Hoje, esse processo se rende ao barulho das redes, ao peso dos fã-clubes organizados, ao poder da mobilização digital. Vence quem grita mais alto. Vence quem tem mais dedos apertando o botão de votação. Vence quem domina o algoritmo — não necessariamente quem compôs melhor, escreveu melhor ou ousou mais.
E assim acontece o paradoxo cruel: muitas vezes, a música eleita como “a melhor do Carnaval” é apenas a mais popular naquele instante, não a mais inventiva, não a mais sofisticada, não a mais duradoura. Popularidade não é sinônimo de qualidade. Engajamento não é critério estético.
A arte, quando reduzida a disputa de torcida organizada, perde densidade. A canção carnavalesca tem história, tem tradição, tem técnica. Não nasceu para ser um número de curtidas, mas para ser uma construção estética: letra consistente, melodia criativa, harmonia coerente, arranjo inteligente, mensagem que dialogue com seu tempo — ou que ao menos sobreviva a ele.

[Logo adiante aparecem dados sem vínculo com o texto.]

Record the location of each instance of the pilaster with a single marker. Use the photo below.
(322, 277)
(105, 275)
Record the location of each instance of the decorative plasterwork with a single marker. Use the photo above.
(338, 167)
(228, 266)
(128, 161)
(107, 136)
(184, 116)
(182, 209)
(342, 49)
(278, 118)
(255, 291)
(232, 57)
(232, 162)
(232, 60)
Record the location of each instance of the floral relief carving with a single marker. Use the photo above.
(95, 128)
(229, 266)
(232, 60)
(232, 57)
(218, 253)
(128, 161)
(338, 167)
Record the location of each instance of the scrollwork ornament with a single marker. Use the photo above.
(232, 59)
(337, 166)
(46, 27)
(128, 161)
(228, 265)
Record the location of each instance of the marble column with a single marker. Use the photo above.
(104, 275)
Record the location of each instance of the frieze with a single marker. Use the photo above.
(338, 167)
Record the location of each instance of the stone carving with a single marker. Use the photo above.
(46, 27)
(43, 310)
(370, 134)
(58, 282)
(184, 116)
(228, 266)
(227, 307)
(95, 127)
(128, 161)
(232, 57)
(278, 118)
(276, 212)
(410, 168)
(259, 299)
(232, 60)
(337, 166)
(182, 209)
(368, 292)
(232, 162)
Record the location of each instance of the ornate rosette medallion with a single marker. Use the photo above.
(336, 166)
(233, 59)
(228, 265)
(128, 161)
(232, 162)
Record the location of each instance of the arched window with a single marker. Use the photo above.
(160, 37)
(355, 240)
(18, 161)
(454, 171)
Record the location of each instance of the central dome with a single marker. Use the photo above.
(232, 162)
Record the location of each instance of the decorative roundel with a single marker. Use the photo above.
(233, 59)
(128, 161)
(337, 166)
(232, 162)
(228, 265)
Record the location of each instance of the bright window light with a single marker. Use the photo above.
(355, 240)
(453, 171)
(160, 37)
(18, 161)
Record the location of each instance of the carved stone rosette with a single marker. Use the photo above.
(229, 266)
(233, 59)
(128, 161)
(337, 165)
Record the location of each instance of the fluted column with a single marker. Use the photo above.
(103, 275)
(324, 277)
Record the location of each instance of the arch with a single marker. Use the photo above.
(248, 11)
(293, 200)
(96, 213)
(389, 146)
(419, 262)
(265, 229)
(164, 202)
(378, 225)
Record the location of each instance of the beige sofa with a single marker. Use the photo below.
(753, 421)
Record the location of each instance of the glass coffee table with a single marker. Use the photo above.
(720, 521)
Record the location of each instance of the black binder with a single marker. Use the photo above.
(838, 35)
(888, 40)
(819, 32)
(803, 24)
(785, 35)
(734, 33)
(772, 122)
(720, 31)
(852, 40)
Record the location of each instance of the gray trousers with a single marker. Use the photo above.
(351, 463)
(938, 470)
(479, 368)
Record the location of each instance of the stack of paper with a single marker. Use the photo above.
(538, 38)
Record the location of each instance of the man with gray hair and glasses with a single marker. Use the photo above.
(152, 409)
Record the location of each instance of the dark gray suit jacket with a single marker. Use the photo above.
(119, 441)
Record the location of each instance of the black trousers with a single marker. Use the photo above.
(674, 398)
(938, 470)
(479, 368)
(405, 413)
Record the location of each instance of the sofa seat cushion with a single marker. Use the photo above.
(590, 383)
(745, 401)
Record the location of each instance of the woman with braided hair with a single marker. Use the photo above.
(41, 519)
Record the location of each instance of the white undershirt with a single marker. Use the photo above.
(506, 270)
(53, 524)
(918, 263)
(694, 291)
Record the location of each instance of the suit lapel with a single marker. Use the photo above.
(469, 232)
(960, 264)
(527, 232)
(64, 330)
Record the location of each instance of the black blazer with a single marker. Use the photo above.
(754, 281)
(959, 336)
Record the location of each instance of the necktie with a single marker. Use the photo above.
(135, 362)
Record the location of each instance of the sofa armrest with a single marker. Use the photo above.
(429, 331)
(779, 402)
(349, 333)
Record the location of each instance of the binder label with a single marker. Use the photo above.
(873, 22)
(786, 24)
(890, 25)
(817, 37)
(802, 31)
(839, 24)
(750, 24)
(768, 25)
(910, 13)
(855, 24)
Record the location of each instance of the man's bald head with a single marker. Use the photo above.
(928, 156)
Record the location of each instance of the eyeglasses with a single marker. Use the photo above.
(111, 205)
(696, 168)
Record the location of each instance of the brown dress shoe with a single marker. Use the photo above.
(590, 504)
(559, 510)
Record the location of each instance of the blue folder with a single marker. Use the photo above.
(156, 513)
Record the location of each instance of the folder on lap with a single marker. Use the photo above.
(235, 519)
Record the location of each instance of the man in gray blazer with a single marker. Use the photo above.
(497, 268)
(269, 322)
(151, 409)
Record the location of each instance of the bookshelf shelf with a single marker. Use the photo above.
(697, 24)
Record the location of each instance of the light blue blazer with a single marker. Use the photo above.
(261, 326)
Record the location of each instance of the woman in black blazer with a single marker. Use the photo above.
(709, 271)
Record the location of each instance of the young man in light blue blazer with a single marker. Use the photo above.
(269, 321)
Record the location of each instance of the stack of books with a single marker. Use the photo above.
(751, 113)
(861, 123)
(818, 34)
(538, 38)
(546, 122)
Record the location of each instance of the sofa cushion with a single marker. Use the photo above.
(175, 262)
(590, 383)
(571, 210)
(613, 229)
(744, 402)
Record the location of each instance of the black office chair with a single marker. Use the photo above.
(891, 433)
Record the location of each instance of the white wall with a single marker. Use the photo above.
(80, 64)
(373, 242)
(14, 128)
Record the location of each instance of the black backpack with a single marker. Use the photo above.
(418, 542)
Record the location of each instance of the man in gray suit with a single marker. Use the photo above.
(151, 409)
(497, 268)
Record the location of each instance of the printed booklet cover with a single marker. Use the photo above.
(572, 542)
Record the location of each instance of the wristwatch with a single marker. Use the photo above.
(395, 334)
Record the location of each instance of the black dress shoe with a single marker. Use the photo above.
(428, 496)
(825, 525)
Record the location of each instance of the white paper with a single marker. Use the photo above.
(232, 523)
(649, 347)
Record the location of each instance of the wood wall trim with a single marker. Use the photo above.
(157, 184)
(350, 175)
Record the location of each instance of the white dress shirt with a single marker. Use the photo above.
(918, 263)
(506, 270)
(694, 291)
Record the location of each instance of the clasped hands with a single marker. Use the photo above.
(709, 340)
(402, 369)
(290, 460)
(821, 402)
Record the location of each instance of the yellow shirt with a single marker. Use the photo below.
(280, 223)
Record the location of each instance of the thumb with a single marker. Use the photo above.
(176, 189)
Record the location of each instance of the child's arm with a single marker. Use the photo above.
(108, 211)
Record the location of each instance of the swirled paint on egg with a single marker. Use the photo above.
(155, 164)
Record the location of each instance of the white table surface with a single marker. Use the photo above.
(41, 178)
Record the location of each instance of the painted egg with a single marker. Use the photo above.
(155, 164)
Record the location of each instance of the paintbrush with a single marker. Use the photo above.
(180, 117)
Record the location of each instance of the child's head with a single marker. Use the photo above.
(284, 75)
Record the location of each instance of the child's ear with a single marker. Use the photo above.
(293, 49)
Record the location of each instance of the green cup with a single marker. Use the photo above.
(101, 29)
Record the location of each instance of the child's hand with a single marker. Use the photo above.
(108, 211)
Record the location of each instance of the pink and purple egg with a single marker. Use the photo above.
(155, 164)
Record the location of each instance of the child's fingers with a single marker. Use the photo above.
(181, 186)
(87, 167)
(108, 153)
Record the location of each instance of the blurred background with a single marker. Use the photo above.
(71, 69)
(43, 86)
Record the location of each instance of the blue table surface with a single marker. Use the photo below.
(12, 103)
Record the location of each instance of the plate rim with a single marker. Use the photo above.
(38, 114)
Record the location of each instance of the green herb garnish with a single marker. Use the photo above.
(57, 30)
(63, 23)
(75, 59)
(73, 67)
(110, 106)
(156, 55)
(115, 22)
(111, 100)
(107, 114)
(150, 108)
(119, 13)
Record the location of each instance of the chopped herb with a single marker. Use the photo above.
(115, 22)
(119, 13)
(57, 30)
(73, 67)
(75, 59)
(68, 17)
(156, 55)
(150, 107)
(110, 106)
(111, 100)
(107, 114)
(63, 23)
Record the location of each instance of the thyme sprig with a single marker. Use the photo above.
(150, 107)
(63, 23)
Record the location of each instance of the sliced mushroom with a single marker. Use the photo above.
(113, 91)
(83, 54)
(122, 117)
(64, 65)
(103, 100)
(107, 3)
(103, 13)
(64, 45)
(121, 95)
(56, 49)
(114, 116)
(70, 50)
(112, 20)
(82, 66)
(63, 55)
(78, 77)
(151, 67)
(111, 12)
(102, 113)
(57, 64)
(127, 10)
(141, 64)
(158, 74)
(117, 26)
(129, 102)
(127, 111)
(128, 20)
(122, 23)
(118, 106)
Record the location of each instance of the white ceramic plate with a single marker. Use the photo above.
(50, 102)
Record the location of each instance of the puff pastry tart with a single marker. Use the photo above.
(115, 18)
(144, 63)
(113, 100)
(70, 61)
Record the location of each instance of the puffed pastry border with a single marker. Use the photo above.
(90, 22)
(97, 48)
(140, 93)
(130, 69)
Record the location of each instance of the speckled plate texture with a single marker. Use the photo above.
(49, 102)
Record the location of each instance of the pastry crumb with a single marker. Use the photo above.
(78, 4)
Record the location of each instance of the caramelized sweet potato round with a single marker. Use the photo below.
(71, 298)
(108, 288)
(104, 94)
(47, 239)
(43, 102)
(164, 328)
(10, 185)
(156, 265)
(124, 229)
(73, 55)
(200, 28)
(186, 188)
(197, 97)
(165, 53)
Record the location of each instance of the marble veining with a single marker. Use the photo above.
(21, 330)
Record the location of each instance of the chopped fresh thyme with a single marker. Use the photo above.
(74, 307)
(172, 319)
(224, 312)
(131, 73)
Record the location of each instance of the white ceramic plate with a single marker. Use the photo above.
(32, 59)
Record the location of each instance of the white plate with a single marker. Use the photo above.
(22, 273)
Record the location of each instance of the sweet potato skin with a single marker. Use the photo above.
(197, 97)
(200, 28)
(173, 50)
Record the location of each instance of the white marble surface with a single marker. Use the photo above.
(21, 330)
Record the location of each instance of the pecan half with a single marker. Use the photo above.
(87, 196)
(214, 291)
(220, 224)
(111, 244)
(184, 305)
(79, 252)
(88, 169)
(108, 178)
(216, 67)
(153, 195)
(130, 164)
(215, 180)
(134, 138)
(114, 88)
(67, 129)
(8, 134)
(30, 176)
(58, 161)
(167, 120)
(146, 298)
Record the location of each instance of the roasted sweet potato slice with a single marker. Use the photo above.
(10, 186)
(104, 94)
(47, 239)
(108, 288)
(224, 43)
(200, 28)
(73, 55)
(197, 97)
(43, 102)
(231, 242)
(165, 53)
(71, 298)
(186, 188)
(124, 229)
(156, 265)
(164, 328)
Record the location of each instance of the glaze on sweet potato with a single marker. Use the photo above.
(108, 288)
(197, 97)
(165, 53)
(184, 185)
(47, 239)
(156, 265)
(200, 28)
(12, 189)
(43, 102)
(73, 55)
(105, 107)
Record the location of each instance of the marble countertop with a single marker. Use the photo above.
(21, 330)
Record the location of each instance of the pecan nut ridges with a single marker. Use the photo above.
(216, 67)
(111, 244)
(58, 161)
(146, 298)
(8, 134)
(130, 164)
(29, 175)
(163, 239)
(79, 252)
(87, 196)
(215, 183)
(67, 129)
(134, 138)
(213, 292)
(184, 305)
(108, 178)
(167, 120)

Não se trata de desprezar o público. O público é soberano na emoção, na festa, no canto coletivo. Mas escolher tecnicamente a melhor composição exige escuta qualificada. Exige músicos, compositores, críticos, arranjadores, pesquisadores da cultura popular. Exige critérios claros: poesia, originalidade, estrutura musical, impacto cultural, permanência histórica.
Mas o problema não termina na votação da música. Ele ecoa também no modelo de desfile dos trios elétricos. Criou-se uma espécie de hierarquia fixa, quase hereditária, de posições. Há artistas que já sabem, ano após ano, o horário e o lugar que ocuparão. O Carnaval, que nasceu da improvisação e da rua democrática, vai se transformando numa grade engessada.
Esse negócio de lugar marcado deveria ser abolido.
A ordem dos desfiles deveria ser definida por sorteio a cada ano. Quem foi o último no ano anterior teria a chance de abrir a festa no ano seguinte. Quem abriu poderia encerrar. Um rodízio transparente, público, democrático. Um gesto simples que devolveria ao Carnaval o espírito da surpresa e da igualdade de condições.
Porque quando a ordem é sempre previsível, cria-se vantagem estrutural: horário nobre, maior público, maior visibilidade, maior chance de repercussão — e, consequentemente, mais votos. O sistema se retroalimenta. Quem já está na frente continua na frente.
O Carnaval não pode funcionar como condomínio fechado da folia.
Ele nasceu da rua. Do improviso. Do encontro inesperado. Da mistura.
Se queremos uma escolha justa da música do Carnaval, precisamos também de um modelo justo de desfile. Critérios técnicos para avaliar a canção. Sorteio para definir a ordem dos trios. Transparência no processo. Igualdade de oportunidade.
Não para apagar a festa — mas para protegê-la.
Porque o verdadeiro Carnaval não é o da planilha, nem o do fã-clube organizado. É o da criação viva. É o da arte que surpreende. É da canção que atravessa o ano e volta a ser cantada quando o confete já virou pó.
E talvez só quando devolvermos justiça ao processo — tanto na escolha da música quanto na ordem do desfile — possamos dizer que a quarta-feira de cinzas não enterrou, mais uma vez, a melhor canção da festa.